À Plougonvelin, l’Inrap a mis au jour une importante nécropole du début de l’âge du Bronze (entre 2000 et 1600 ans avant notre ère). D'une grande variété architecturale et en bon état de conservation, ces sépultures vont permettre d'affiner nos connaissances sur les cimetières de coffres du Bronze ancien armoricain.

Dernière modification
18 décembre 2020

Depuis octobre 2020, une équipe de l’Inrap mène une fouille sur la commune de Plougonvelin (Finistère), dans le cadre d’un futur projet immobilier. Les archéologues ont mis au jour une importante nécropole du début de l’âge du Bronze (entre 2000 et 1600 ans avant notre ère). A ce jour, une cinquantaine de sépultures ont été dégagées sur près de 1800 m². Si d’autres ensembles funéraires de ce type existent très probablement en Bretagne, c’est la première fois que l’on a l’opportunité d’étudier un site d’une telle ampleur. Il faut effectivement rappeler qu’à l’échelle régionale les travaux sur les pratiques et les architectures funéraires du Bronze ancien ont, depuis le XIXe siècle, surtout porté sur les innombrables tumulus armoricains. Parallèlement à ces monuments funéraires, des nécropoles de coffres comme celles du Bono dans le Morbihan (fouille L. Juhel) ou de Santec dans le Finistère (fouille Y. Lecerf) sont malgré tout connues mais restent, en l’état actuel des recherches, moins fréquentes et moins documentées.

Des tombes à coffre

L’existence de la nécropole de Plougonvelin est soupçonnée depuis la fin des années 1950 avec la découverte régulière, lors de divers travaux, de tombes en coffres aux abords de la rue du Plateau et de l’emprise du projet. L’ensemble funéraire, dont l’étude vient de s’achever sur le terrain, est remarquable à plus d’un titre et offre de nombreuses perspectives de recherche.
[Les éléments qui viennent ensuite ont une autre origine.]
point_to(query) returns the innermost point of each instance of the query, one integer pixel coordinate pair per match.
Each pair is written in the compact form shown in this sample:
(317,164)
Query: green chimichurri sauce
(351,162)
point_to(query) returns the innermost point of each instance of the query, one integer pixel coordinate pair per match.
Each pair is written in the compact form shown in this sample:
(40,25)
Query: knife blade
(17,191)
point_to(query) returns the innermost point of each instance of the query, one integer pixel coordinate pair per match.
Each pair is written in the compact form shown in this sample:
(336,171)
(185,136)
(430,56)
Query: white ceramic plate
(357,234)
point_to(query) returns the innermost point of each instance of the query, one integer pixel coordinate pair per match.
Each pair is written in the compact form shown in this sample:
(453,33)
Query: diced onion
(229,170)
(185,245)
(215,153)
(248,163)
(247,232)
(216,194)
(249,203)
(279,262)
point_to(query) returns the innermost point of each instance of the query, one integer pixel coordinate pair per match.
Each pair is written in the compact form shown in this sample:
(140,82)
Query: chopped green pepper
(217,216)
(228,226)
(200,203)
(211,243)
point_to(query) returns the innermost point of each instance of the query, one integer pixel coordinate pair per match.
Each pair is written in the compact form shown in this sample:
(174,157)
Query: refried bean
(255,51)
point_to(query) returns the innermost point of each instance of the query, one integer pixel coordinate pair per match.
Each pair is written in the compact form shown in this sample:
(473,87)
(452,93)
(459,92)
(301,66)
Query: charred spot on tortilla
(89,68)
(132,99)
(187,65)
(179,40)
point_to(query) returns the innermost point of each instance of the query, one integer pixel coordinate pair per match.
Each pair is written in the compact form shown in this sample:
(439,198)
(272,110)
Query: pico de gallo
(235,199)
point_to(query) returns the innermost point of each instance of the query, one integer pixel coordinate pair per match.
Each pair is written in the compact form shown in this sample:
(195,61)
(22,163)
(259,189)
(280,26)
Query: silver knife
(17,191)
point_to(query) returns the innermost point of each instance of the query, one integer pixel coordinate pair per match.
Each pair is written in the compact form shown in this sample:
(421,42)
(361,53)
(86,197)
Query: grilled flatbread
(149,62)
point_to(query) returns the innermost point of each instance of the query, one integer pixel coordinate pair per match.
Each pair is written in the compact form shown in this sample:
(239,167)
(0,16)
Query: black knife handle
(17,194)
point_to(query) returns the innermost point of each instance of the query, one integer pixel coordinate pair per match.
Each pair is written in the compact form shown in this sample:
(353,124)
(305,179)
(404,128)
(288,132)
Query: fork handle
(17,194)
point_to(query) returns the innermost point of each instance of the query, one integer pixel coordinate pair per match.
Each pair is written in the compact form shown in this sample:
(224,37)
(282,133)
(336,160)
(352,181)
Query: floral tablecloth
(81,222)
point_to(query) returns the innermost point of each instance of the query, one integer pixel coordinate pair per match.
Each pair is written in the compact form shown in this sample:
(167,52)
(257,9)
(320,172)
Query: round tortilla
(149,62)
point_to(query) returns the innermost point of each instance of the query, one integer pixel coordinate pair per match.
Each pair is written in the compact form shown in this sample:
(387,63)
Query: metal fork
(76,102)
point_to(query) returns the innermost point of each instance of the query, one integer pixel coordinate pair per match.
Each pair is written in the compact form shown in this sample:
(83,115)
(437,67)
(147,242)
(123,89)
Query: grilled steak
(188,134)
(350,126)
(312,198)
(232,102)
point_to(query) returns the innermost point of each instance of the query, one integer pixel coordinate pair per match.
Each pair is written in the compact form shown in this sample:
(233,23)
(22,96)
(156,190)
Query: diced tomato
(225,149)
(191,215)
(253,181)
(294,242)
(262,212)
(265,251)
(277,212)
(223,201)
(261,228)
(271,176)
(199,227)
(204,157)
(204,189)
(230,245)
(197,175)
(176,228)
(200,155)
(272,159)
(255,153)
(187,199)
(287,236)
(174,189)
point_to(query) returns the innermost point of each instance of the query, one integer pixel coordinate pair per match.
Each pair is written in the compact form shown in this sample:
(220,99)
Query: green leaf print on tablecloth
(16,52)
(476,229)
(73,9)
Outre la quantité des sépultures dégagées (55 à ce jour), leur variété architecturale est à souligner. Des tombes à coffre de pierre, des tombes à coffre en bois, des tombes associant coffre en bois et parements de pierre ont ainsi été dégagées. Témoignent-elles d’une évolution de l’espace funéraire sur une longue période ? Du statut des défunts ? Les études à venir devraient permettre de le préciser. L’organisation générale de l’espace funéraire est également remarquable. Des alignements ou des concentrations de tombes alternant avec des zones vides témoignent d’une gestion de l’espace et de regroupements particuliers. En l’état actuel, cette structuration ne semble par marquer des différences chronologiques et mais correspond plus vraisemblablement à des regroupements de type familiaux ou communautaires. Ils pourraient alors alimenter les problématiques autour de la hiérarchisation des sociétés du début de l’âge du Bronze. Il est à souligner qu’aucun recoupement de sépultures n’a été observé, ce qui suggère qu’elles étaient matérialisées en surface du sol par un cairn, une stèle ou tout simplement par leur dalle de couverture.

Un squelette de femme

Le bon état de conservation de la plupart des tombes offre aussi de nombreux éléments sur les méthodes et techniques de construction alors utilisées. Les roches employées pour la fabrication des coffres (micaschiste, orthogneiss, granodiorite) semblent, d’après les premières observations, provenir des environs immédiats. Certains coffres dont les dalles de pierre sont parfaitement ajustées, témoignent d’une volonté d’éviter les infiltrations de sédiment. Cependant, au fil du temps, ces tombes ont fini par se remplir de limon. Les terres du secteur étant particulièrement acides, les corps ont été entièrement dissous. Seul un de ces coffres, resté parfaitement étanche, a livré les restes d’un squelette assez bien conservé. Les observations anthropologiques réalisées in situ indiquent qu’il s’agirait d’une femme adulte déposée sur le côté droit en position fœtale. Il semble aussi que le corps était placé dans un contenant en matière périssable de type panier. Vu le bon état de conservation des ossements, des analyses isotopiques et ADN sont prévues afin d’apporter des précisions quant au régime alimentaire et l’origine de la défunte.

Une étude prometteuse

Très peu de mobilier archéologique a été découvert au sein des sépultures. Une céramique mise au jour dans l’une d’elles ne correspond sans doute pas à un viatique mais plus vraisemblablement à un vase funéraire utilisé comme contenant du corps d’un immature. Pour ce qui concerne les rituels funéraires, les lits de sable marin déposés au fond de la plupart des coffres en pierre et parfois les apports de galets marins sont à noter. Si de tels gestes restent difficiles à interpréter, une symbolique liée à la mer toute proche peut éventuellement être envisagée.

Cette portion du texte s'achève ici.